Crohn’s disease is an inflammatory disease of the gastrointestinal tract that can affect any part of the digestive system, from the oral cavity to the end of the colon, and is often difficult to distinguish from ulcerous colitis (inflammation of the colon with ulcerations).
Most commonly, the affected part of the gastrointestinal tract in Crohn’s disease is the terminal part of the small intestine (ileum) and large intestine (colon), although changes can occur on any part of the digestive organ. An intestinal wall can bleed and even lead to perforation of the intestinal wall with leakage of intestinal contents into the abdominal cavity causing numerous complications.
Various clinical studies have shown that the genetic factor plays a very important role in the onset of this disease. There is a high degree of concordance in the disease of monozygotic twins.
Numerous infective, bacterial and viral agents have been suggested as the cause, but without definitive evidence. M. paratuberculosis causes, in ruminants, Johne’s disease, a chronic inflammatory disease of the ileum, similar to Crohn’s disease.
The predisposing factors of Crohn’s disease include diets containing a lot of refined sugars and the use of contraceptives. Smoking is also one of the possible synergistic triggers for this disease.
Signs and symptoms
Periods of exacerbation and improvement change, besides the ileocecum, the descending colon and other segments can be affected also, so the symptoms mainly depend on the localization. However, three are dominant: diarrhea, abdominal pain, weight loss.

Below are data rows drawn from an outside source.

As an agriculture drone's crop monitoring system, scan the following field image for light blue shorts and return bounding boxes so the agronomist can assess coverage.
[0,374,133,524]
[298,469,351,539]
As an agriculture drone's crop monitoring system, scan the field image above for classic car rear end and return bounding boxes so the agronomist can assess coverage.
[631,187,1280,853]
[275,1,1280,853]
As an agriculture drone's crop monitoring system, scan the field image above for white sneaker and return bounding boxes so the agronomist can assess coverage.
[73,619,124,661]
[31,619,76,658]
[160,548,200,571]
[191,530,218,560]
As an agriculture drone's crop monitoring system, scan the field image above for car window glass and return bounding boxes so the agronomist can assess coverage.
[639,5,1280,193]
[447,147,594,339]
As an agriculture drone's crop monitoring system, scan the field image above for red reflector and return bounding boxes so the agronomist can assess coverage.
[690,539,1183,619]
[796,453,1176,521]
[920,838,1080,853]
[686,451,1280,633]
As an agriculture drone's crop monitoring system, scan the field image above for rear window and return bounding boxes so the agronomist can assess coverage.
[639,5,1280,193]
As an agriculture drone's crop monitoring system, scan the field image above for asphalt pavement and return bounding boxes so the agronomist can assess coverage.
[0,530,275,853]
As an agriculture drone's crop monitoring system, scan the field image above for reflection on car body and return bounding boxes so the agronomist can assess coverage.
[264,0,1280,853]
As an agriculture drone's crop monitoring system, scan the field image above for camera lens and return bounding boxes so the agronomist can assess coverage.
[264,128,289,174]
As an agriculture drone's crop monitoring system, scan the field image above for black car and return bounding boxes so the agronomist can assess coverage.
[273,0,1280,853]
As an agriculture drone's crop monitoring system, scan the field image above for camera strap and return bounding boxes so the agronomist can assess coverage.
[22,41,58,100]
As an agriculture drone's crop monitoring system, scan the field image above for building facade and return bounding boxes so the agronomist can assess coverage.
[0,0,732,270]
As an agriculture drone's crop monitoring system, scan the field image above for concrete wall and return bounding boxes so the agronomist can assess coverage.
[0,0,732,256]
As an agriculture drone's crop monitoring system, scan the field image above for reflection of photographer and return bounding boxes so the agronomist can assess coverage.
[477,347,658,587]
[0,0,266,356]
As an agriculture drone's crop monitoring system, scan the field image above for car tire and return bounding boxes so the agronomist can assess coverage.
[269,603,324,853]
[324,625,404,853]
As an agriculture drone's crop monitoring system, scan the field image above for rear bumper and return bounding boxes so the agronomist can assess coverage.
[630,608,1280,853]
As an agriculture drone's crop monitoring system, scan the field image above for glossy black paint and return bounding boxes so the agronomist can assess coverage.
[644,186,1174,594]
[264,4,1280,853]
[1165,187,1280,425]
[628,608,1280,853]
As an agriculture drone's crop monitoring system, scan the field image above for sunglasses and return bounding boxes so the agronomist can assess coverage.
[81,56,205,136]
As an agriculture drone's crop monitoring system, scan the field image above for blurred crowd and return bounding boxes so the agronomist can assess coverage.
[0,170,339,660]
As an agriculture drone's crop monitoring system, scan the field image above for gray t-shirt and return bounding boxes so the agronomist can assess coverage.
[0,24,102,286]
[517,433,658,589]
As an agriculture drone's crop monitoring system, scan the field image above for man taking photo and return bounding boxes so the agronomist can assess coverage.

The acute phase goes with fever, loss of appetite, nausea; often the clinical picture is nonspecific and atypical. Palpable mass can be found in the ileocecum, the involvement of the entire small intestine is prognostically unfavorable. Colonic involvement is mainly manifested by diarrhea, rarely by hematochezia, and extra-intestinal symptoms are more common than in the small intestine.
Perianal involvement is manifested by fissures, ulcerated hemorrhoids, and ulcers. Abscesses, rarely, anovaginal fistulas and strictures are also seen, either as an underlying disease or a complication.
Extra-intestinal complications are, in fact, systemic disease outbreaks, which include: osteoporosis, arthritis, ankylosing spondylitis, erythema nodosum, changes in the eyes – episcleritis, uveitis, aphthous stomatitis, fatty liver, cholangitis, renal calculus, nutritional deficits, and anemia are frequent due to malabsorption defects, loss of appetite and chronic diseases.
Diagnosis should be considered in all diarrhea patients, with or without blood, and abdominal pain. Atypical manifestations, fever of unexplained origin without intestinal symptoms, or extra-intestinal manifestations, such as arthritis or liver disease, are possible.
As Crohn’s disease can also affect the small intestine, it should be considered in all forms of malabsorption syndromes, intermittent intestinal obstruction, and abdominal fistulas.
Blood tests are nonspecific. They may show moderate anemia (normochromic, normocytic or hypochromic), increased sedimentation, leukocytosis and thrombocytosis, hypoproteinemia. Diarrhea can lead to electrolyte disruption and malabsorption in Crohn’s disease to steatorrhea.
The prevalence of the disease is determined by an X-ray examination of the small intestine with barium and lower gastrointestinal series. These may show changes in mucosal appearance, deep ulceration, and a pathognomonic “ribbon or wire sign.” Changes often affect the ileum and colon continuously. In chronic cases, strictures may occur. Intestinal lesions are usually discontinuous.
For the treatment of mild to moderate cases of the disease, anti-inflammatory drugs are mostly used. Corticosteroids (budesonide and prednisone) are used briefly to relieve the symptoms of Crohn’s disease since they suppress the immune system and cause various other side effects.
Immunomodulators such as ciclosporin A and azathioprine help to maintain remission and can also help treat fistulas. Antibiotics are most commonly used when it is necessary to treat abscesses or other bacterial infections that occur as a result of Crohn’s disease.
Surgical methods of treatment for patients are mostly suggested in the case of the need to remove damaged bowel sections to avoid more serious complications, blockages or ruptures. Surgical methods are also resorted to in case the medicines do not show good results.
Surgery can bring remarkable improvement, and there is a possibility that the next attack will not occur for many years. However, absorption of vitamins, fats, and other important micronutrients may be reduced after the removal of a portion of the intestine.
When conventional treatments do not work, biological drugs can also be used, but only if the doctor has approved this type of therapy. During the onset of the disease, it is necessary to rest. In order to alleviate the symptoms, it is necessary to follow all the instructions given by your doctor.
Dietary supplements that you can use include supplements of vitamins A, C, E, B12, K, folic acid, minerals – calcium, magnesium, zinc and selenium, amino acid glutamine, essential fatty acids, and probiotics.
Disease activation is often associated with emotional or physical stress, but in some cases, it is not entirely clear why the disease has returned.